Wednesday 20 May 2009

A temple, a church and some mysteries

I saw a temple in my mind's eye during a guided visualisation last weekend. A visit to a temple was what the visualisation was about, but what I saw was something much smaller and simpler than I would normally expect a temple to be. I also recognised the place.

It was a small, square building on the slopes of the South Downs overlooking fields between Lullington and Alfriston, in East Sussex. It is, in fact, a small church - one of the smallest in England, being only 16ft square.

So why, when asked to visualise a magickal temple during a pagan event would I visualise a Christian church, the Church of the Good Shepherd of Lullington as it is called today?

Perhaps it came to mind simply because I was due to go on holiday to East Sussex and the church is somewhere I have passed several times on country walks. I don't really know. That is the first of the mysteries.

However, on the first day of my holiday, it did prompt me to go inside the church for the first time and I have to say it it has a lovely peaceful atmosphere. Although it is a Christian church, I do feel it is a place I could happily sit quietly and meditate. I didn't meditate there on that visit, though. It was late afternoon and the church warden wanted to lock it up for the night.

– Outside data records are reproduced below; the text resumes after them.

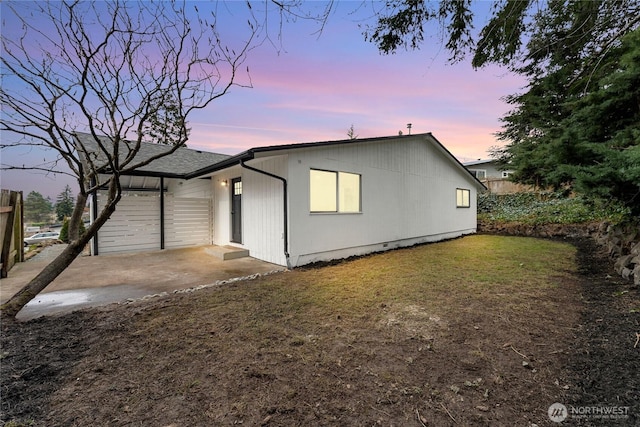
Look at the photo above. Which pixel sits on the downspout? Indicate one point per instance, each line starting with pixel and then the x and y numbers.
pixel 161 212
pixel 94 212
pixel 285 206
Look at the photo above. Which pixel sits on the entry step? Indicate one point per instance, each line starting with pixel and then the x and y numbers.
pixel 227 252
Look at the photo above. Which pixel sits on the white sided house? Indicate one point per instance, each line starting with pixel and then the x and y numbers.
pixel 296 204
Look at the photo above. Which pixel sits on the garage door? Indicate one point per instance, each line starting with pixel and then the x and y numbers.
pixel 186 222
pixel 134 226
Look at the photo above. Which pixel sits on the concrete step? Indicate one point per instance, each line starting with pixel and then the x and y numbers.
pixel 227 252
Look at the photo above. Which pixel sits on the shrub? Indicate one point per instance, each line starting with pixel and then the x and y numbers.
pixel 546 208
pixel 64 232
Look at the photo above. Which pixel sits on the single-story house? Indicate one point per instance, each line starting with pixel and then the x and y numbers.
pixel 298 203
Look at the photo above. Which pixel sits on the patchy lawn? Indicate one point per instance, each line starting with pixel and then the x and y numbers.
pixel 483 330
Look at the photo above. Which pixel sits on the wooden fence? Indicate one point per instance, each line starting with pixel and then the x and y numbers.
pixel 11 230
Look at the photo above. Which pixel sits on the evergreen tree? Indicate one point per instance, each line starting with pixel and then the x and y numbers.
pixel 64 204
pixel 581 132
pixel 37 209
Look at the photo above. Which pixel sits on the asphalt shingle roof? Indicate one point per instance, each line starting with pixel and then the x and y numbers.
pixel 180 163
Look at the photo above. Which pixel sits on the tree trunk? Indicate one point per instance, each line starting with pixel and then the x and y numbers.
pixel 76 217
pixel 10 309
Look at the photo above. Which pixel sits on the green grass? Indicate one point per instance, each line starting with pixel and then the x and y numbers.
pixel 366 340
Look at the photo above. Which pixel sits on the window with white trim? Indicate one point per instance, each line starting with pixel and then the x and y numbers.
pixel 463 198
pixel 331 191
pixel 479 173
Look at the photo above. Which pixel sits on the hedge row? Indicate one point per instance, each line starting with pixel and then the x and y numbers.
pixel 546 208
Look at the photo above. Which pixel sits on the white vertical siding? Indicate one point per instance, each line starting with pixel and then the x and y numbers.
pixel 222 205
pixel 263 210
pixel 408 196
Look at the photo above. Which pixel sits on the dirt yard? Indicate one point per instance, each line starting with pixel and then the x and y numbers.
pixel 484 330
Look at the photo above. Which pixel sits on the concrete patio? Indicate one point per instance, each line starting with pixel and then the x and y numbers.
pixel 95 281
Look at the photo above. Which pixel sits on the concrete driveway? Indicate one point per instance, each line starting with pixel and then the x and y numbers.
pixel 95 281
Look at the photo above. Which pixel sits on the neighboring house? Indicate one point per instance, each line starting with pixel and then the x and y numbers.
pixel 495 177
pixel 299 203
pixel 487 169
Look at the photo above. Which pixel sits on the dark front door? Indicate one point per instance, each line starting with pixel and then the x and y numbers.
pixel 236 210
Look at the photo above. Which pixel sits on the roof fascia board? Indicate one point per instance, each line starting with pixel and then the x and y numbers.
pixel 459 165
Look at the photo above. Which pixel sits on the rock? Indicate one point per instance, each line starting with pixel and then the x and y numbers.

But I did buy a little booklet about the place.

From reading the Guide to St Andrews Church Alfriston and the Church of the Good Shepherd Lullington, I learnt that the little church is surrounded in mysteries.

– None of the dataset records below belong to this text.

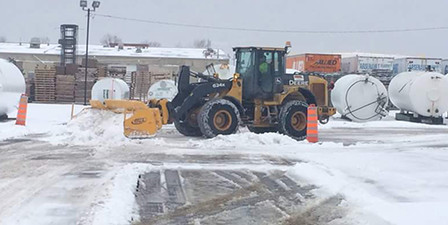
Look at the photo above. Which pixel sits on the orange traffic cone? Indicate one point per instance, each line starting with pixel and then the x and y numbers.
pixel 21 114
pixel 312 124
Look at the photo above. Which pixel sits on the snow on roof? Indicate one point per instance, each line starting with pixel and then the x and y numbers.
pixel 379 55
pixel 98 50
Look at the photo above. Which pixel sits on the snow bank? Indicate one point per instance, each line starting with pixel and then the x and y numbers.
pixel 91 127
pixel 41 119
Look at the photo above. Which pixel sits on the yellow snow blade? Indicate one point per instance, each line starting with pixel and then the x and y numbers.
pixel 140 121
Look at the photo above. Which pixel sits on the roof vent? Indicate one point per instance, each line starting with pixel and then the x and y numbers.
pixel 35 42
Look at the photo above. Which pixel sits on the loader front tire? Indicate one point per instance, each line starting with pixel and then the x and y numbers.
pixel 218 117
pixel 293 119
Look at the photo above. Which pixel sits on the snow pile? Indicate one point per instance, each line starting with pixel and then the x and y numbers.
pixel 41 119
pixel 92 127
pixel 245 138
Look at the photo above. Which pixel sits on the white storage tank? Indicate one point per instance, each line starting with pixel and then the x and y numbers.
pixel 360 98
pixel 225 71
pixel 424 93
pixel 163 89
pixel 12 86
pixel 110 88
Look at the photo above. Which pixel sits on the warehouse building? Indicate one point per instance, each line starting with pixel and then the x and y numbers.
pixel 51 79
pixel 158 59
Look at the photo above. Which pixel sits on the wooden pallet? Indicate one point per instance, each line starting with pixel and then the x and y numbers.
pixel 45 84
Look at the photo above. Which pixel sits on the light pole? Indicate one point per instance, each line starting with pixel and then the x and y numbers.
pixel 84 6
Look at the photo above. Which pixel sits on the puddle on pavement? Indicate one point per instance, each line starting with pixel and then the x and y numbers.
pixel 227 197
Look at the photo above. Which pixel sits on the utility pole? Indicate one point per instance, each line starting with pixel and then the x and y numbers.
pixel 95 5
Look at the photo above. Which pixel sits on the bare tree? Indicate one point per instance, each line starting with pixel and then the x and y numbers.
pixel 109 39
pixel 203 43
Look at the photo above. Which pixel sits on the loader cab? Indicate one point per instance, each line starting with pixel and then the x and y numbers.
pixel 261 70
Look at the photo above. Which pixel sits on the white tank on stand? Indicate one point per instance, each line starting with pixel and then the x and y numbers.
pixel 163 89
pixel 360 98
pixel 110 88
pixel 12 86
pixel 225 71
pixel 423 93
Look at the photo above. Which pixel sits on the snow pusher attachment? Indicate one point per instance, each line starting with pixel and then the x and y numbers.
pixel 140 121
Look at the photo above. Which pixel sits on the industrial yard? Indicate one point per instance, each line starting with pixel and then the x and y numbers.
pixel 384 172
pixel 223 112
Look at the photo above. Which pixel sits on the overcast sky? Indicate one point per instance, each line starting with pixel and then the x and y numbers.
pixel 23 19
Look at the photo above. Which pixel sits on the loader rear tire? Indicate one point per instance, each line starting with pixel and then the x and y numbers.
pixel 218 117
pixel 293 119
pixel 262 130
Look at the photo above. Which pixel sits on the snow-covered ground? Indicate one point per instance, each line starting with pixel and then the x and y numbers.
pixel 84 171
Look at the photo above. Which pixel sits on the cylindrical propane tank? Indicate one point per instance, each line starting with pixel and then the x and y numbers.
pixel 110 88
pixel 225 71
pixel 163 89
pixel 12 86
pixel 424 93
pixel 360 98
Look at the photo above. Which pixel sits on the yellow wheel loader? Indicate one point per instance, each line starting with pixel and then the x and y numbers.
pixel 260 96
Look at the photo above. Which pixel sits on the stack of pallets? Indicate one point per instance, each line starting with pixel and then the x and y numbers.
pixel 161 76
pixel 92 75
pixel 140 83
pixel 45 84
pixel 65 88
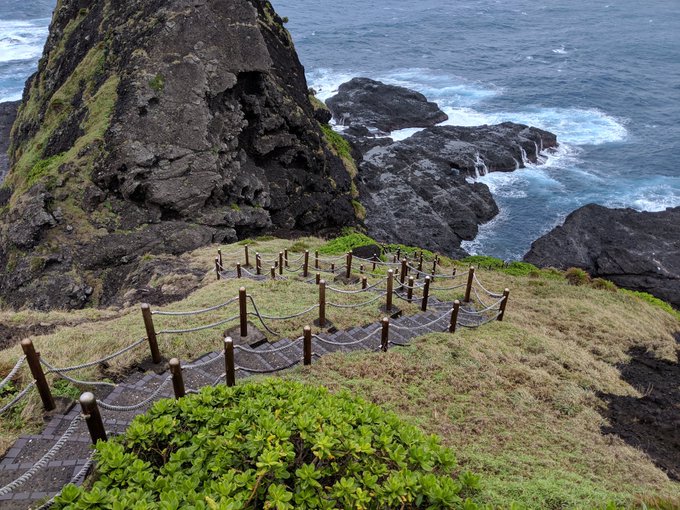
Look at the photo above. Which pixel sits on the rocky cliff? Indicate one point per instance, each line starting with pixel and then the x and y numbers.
pixel 636 250
pixel 154 127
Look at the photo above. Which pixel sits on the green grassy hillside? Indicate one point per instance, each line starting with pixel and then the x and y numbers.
pixel 522 402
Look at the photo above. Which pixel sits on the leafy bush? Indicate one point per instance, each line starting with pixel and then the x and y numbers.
pixel 270 445
pixel 348 241
pixel 577 276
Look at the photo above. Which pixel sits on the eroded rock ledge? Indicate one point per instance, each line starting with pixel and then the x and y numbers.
pixel 156 127
pixel 635 250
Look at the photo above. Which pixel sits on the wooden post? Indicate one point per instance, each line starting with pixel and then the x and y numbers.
pixel 33 359
pixel 454 316
pixel 322 303
pixel 390 288
pixel 151 333
pixel 243 311
pixel 177 379
pixel 468 289
pixel 230 369
pixel 88 404
pixel 504 303
pixel 385 334
pixel 307 345
pixel 426 294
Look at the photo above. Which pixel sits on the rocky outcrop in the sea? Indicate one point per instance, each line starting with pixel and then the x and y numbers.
pixel 417 191
pixel 369 104
pixel 8 112
pixel 635 250
pixel 156 127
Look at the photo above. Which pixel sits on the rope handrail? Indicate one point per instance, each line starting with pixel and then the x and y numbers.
pixel 292 343
pixel 52 370
pixel 96 362
pixel 197 312
pixel 17 397
pixel 358 305
pixel 197 328
pixel 13 372
pixel 422 326
pixel 358 291
pixel 259 316
pixel 134 407
pixel 265 370
pixel 44 460
pixel 491 294
pixel 332 342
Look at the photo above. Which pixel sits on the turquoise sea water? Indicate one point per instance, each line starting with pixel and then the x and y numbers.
pixel 604 76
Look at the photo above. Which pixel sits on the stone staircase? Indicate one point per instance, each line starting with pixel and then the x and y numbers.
pixel 67 465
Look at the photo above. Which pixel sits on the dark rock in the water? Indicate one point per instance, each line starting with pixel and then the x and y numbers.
pixel 635 250
pixel 416 191
pixel 8 112
pixel 367 103
pixel 155 127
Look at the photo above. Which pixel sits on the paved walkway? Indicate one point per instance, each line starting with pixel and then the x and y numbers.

The guide says that although the church is claimed to be the smallest in the country, it is only a portion of the chancel of a larger church that was burnt down in Cromwellian times - no one seems to know why. The building dates from the 13th century, but there may possibly have been a religious building standing there before that, or some religious significance to the site.

No one knows what saint the church was originally dedicated to either, although a bequest to the church dating from 1521 mentions a "Saint Sithe" - whoever Saint Sithe might be.

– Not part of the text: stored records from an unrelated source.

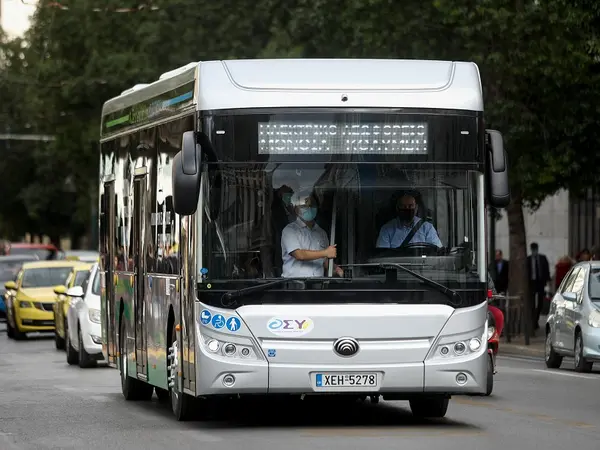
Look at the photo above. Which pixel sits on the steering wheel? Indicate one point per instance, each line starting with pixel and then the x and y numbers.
pixel 417 245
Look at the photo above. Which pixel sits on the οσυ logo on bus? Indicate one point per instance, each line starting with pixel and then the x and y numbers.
pixel 346 347
pixel 296 326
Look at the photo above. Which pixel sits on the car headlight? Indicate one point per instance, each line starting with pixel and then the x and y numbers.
pixel 594 319
pixel 94 315
pixel 460 345
pixel 228 349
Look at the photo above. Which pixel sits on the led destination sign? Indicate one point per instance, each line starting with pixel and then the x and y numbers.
pixel 287 138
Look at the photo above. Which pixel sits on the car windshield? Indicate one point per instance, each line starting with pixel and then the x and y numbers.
pixel 42 254
pixel 80 277
pixel 594 284
pixel 45 277
pixel 9 270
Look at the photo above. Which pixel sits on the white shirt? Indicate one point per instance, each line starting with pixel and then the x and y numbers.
pixel 297 236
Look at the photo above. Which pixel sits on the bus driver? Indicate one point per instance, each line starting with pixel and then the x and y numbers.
pixel 305 248
pixel 407 228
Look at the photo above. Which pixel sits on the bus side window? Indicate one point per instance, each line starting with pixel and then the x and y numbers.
pixel 166 225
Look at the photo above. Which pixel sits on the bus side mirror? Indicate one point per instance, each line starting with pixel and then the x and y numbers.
pixel 497 170
pixel 187 170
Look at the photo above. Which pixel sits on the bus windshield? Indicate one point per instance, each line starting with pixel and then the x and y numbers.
pixel 255 215
pixel 369 178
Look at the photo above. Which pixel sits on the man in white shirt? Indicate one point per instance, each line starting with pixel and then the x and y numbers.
pixel 305 248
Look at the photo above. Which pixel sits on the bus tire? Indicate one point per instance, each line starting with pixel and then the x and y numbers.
pixel 132 388
pixel 429 407
pixel 162 394
pixel 181 403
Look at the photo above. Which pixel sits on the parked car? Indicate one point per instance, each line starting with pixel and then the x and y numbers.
pixel 84 332
pixel 90 256
pixel 9 268
pixel 573 324
pixel 78 276
pixel 30 298
pixel 44 252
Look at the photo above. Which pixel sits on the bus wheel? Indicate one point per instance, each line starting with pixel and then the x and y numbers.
pixel 132 388
pixel 180 402
pixel 429 407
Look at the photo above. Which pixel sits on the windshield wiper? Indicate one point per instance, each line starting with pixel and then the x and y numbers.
pixel 226 299
pixel 453 296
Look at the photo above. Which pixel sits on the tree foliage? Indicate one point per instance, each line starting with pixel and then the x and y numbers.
pixel 538 60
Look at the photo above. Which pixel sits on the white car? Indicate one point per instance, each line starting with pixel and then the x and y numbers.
pixel 84 332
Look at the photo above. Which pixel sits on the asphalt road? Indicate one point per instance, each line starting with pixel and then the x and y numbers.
pixel 45 404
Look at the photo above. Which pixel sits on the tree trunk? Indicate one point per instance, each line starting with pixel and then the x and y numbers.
pixel 518 281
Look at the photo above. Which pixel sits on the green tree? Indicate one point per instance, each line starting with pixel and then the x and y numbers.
pixel 538 61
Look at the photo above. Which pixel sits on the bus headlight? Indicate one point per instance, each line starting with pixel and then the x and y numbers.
pixel 459 345
pixel 94 315
pixel 229 349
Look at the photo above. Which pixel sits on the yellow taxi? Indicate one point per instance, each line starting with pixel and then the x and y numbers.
pixel 30 299
pixel 79 275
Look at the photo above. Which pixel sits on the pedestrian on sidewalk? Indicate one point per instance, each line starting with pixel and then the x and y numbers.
pixel 539 276
pixel 499 272
pixel 562 267
pixel 584 255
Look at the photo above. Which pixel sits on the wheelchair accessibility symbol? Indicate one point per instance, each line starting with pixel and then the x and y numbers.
pixel 218 321
pixel 233 324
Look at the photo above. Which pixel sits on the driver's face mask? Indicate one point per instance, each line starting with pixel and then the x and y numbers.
pixel 406 214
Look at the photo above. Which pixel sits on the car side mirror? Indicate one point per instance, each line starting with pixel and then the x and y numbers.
pixel 60 290
pixel 497 170
pixel 187 171
pixel 75 291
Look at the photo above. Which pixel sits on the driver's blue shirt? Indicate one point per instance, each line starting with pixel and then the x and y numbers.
pixel 394 232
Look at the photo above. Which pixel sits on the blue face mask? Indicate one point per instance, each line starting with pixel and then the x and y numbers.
pixel 308 214
pixel 287 199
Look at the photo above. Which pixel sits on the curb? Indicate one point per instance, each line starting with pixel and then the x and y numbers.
pixel 521 350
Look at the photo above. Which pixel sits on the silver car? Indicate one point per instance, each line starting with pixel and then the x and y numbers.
pixel 573 325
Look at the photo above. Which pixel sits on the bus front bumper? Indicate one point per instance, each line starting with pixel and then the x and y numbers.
pixel 218 375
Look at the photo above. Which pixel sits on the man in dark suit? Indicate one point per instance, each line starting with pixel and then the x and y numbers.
pixel 539 275
pixel 499 272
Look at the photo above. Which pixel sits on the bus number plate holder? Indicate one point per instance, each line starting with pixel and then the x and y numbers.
pixel 346 380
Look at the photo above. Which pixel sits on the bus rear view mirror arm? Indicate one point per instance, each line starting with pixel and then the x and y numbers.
pixel 187 170
pixel 497 168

A final mystery comes from a mention in a Sussex magazine in 1935 that a replica of Lullington church had been erected in the USA, but the architect always refused to give details of where, why or for whom it was built.

Perhaps an American reading my blog might live near this replica - it would be nice to solve one of those mysteries, at least



Anonymous said...

Wish I knew where the USA replica is but can't help on that. Very intriguing mysteries, however.

To your point about visualizing a Christian church during a pagan meditation event--I don't think that's as odd as you might think. During a meditation at my shamanic workshop this weekend, I was surprised to encounter a white dove, which spoke to me in the voice of Jesus! I can't explain how I know it was Jesus, except to stay that the presence felt very familiar and distinct and resembled the same feeling I used to get when I prayed as a Christian. Very odd, indeed!

Badwitch said...

As a pagan, I have always said I respect all deities, so there is no reason why I shouldn't respect Christ too. However, I haven't met many other pagans who think that way.